See I’m betting that climbing a 40 foot ladder is a bit more complicated and involved than most of us assume. And might even require some experienced training.

I’ll happily stand corrected if any firefighters out there want to clue us in.

    assemblerhead in reply to Fen. | January 22, 2018 at 2:43 pm

    I admit to making an assumption here ….

    After having an extension ladder go sideways on me once …
    ( No, the landing was not gentle. )
    …. a single person attempting this by themselves will NOT work.

    Jumping from 30 feet up, not a good idea either.

In only a few hours with a very small crew and one generator, I could drill and blast a very large hole in any of these prototypes with commercial explosives. Sorry…

    Suuureee you could. Almost as easily as you could leap over it.

    Ragspierre in reply to Ragspierre. | January 23, 2018 at 3:27 am

    Yep. I sure could.

    You initiate the first charge in the center, and then you time all the others to go off sequentially to exploit the void left by the prior ones.

    You’ve never handled explosives, I see. Or reality…

Oh, and guys, I used to hump 80# rolls of modified bitumen up to the roof of three-story buildings as a roofing contractor.

Look up Ladder-Vator, which I very soon purchased.

See also cranes; conveyor trucks, etc.

One, I don’t believe you, you’re a known liar here

Two, you are granting too much for Logistics. Go ahead grab your explosive Steam and your ladder Vader and drive toward the border, we will order pizza while we wait for satellites to give us your 8 digit grid position.

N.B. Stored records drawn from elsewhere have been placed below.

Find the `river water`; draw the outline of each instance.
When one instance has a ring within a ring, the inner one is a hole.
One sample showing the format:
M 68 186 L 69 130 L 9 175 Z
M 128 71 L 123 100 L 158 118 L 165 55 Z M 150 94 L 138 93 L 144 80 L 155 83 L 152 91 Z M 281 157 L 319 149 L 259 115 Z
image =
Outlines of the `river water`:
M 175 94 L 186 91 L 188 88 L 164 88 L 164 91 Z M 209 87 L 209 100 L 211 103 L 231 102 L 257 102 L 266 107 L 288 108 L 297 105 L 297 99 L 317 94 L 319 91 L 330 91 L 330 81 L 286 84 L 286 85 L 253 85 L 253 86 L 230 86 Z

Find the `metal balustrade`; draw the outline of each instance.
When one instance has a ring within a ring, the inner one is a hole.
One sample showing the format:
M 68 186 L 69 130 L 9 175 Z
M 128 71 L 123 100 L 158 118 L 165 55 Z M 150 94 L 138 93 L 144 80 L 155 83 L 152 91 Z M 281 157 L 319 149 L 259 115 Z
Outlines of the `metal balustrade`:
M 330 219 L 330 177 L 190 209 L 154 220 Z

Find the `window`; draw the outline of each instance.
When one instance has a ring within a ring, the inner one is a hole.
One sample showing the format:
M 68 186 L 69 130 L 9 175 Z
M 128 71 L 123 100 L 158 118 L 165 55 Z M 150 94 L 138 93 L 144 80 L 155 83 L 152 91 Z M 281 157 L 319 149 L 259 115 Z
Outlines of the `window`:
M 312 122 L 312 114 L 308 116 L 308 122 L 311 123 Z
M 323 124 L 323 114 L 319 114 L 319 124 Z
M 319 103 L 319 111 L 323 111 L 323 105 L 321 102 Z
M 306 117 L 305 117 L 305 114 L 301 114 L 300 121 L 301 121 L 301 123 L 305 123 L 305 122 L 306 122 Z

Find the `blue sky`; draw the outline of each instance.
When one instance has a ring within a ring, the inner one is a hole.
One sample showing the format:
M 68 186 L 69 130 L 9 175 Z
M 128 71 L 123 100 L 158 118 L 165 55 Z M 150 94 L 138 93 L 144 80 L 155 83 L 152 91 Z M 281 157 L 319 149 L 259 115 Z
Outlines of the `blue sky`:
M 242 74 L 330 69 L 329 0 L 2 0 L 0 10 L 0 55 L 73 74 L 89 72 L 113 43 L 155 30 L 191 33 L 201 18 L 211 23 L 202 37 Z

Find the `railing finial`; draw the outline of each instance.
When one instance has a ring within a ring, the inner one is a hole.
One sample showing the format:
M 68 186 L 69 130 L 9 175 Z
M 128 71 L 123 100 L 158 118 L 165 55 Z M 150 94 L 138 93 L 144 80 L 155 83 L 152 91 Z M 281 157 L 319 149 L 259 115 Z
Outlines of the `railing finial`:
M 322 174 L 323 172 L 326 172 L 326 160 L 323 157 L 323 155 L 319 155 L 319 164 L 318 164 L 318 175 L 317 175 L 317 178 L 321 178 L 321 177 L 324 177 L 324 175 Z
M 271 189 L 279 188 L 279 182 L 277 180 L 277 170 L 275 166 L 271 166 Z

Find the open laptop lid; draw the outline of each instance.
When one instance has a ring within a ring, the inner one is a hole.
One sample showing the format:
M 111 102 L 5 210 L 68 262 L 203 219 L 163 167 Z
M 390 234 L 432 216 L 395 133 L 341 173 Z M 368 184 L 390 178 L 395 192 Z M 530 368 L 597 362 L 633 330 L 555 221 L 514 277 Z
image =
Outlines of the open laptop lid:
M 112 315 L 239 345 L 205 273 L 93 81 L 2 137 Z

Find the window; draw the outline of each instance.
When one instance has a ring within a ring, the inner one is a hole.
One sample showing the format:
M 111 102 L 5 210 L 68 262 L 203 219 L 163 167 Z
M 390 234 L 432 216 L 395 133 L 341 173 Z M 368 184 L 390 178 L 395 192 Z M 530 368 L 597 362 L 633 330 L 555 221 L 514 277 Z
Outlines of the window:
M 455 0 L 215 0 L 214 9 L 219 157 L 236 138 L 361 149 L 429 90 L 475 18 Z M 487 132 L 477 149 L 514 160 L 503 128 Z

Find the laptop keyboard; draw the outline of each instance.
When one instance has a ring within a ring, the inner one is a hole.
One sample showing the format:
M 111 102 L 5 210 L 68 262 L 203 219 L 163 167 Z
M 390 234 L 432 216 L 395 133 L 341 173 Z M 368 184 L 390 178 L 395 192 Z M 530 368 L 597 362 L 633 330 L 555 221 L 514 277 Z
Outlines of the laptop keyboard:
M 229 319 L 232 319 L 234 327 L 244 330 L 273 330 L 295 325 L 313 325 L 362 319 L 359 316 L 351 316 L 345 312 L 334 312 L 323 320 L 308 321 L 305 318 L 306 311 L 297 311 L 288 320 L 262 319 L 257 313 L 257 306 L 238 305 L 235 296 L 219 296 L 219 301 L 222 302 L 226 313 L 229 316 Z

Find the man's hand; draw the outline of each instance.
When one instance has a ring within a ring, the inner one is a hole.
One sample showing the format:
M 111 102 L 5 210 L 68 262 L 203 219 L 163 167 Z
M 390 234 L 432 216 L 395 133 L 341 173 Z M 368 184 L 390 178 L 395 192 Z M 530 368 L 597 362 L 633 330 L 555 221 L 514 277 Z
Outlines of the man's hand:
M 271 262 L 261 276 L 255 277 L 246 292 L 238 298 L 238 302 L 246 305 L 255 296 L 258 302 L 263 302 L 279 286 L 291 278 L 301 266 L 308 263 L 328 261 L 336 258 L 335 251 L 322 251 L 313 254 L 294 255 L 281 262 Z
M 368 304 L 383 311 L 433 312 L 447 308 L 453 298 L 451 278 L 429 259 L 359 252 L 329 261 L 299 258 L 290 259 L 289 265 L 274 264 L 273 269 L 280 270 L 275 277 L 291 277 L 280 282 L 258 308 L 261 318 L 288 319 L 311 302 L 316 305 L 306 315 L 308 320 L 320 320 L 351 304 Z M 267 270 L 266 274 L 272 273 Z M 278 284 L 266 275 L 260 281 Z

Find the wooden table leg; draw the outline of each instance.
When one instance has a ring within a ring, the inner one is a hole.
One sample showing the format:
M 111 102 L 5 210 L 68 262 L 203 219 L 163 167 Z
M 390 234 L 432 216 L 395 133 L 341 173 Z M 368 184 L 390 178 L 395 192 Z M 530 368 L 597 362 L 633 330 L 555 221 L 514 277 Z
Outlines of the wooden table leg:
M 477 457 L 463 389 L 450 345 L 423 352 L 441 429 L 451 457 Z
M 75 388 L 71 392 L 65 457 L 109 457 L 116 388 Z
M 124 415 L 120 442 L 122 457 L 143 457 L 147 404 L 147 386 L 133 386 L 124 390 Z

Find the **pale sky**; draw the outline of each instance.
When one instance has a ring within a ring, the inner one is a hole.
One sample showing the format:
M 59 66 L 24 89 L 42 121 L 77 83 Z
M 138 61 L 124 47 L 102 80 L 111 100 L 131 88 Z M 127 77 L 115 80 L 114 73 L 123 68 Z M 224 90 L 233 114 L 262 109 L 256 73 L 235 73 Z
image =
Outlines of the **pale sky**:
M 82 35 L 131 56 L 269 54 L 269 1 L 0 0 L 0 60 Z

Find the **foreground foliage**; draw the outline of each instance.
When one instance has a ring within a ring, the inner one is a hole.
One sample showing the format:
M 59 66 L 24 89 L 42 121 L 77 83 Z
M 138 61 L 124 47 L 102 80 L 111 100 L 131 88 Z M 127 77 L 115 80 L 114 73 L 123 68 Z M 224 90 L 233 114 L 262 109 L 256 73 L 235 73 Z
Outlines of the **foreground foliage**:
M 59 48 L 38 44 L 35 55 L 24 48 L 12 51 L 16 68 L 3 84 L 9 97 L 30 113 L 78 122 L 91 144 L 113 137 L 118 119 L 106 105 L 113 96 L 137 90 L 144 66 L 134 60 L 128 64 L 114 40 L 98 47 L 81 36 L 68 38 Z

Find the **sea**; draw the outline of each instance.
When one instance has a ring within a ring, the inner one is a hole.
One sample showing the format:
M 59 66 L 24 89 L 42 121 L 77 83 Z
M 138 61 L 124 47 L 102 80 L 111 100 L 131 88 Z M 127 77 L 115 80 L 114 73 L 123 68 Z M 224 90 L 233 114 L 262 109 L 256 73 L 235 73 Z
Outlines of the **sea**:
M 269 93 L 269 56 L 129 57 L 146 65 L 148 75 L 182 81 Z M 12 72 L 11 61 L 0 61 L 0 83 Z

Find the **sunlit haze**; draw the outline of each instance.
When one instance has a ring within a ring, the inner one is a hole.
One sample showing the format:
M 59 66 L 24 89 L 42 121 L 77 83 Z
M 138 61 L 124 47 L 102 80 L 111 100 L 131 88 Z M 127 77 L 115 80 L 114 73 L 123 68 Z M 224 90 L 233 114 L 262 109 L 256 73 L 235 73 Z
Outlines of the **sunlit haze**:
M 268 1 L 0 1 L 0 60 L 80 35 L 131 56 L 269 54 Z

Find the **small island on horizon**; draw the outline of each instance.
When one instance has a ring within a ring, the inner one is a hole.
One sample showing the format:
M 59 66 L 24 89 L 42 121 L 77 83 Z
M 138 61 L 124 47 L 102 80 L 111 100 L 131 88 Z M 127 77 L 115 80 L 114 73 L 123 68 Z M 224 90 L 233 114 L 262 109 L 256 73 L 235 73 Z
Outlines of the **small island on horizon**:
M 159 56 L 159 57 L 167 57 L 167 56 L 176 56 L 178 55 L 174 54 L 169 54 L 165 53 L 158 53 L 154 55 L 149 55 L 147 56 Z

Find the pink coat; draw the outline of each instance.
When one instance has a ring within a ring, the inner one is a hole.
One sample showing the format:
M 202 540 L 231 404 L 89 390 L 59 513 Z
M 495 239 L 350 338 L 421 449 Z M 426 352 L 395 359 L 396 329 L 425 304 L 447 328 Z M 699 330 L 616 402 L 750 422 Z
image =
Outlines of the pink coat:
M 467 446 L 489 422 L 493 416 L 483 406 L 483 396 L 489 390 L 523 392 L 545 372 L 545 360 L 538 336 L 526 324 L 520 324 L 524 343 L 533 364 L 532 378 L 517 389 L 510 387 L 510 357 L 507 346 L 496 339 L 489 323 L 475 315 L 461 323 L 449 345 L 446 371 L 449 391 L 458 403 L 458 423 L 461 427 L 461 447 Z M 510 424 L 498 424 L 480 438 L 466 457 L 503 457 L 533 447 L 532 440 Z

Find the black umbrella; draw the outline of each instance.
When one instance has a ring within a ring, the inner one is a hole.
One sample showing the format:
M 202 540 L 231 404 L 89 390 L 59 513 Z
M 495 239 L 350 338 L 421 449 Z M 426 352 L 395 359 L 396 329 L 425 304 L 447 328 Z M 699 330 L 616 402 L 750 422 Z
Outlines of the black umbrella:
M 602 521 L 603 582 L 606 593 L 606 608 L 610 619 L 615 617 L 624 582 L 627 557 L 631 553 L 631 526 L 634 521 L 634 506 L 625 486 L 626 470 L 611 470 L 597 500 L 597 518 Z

“Yellow Truck at 66060998 you say? Fire for effect.”

I support building the wall. They work, ask the Israeli’s.

They are not perfect.

    Ragspierre in reply to Barry. | January 23, 2018 at 9:53 pm

    Yeh, you’re an idiot. Compare a few mile to hundreds. And compare populated areas to vast stretches of nothing.

    Typical T-rump sucking delusionist.

      You are what you’ve always been, a deranged lunatic. Worse, your a deranged prog lunatic, always on the side of the enemy.

      The Israeli wall is a “few miles”? I guess if a few is now hundreds of miles, nearly 500.

      And it works. So will ours.

      Typical Trump deranged sucking delusionist.

        Ragspierre in reply to Barry. | January 24, 2018 at 7:24 am

        440 miles, liar, and it’s almost all a fence system. Poor stupid thing.

        I’ve been advocating a barrier since Der Donald was contributing money to Schumer and Pelosi. Jonah Goldberg was on this when Mr. Establishment was advocating for single-payer health care.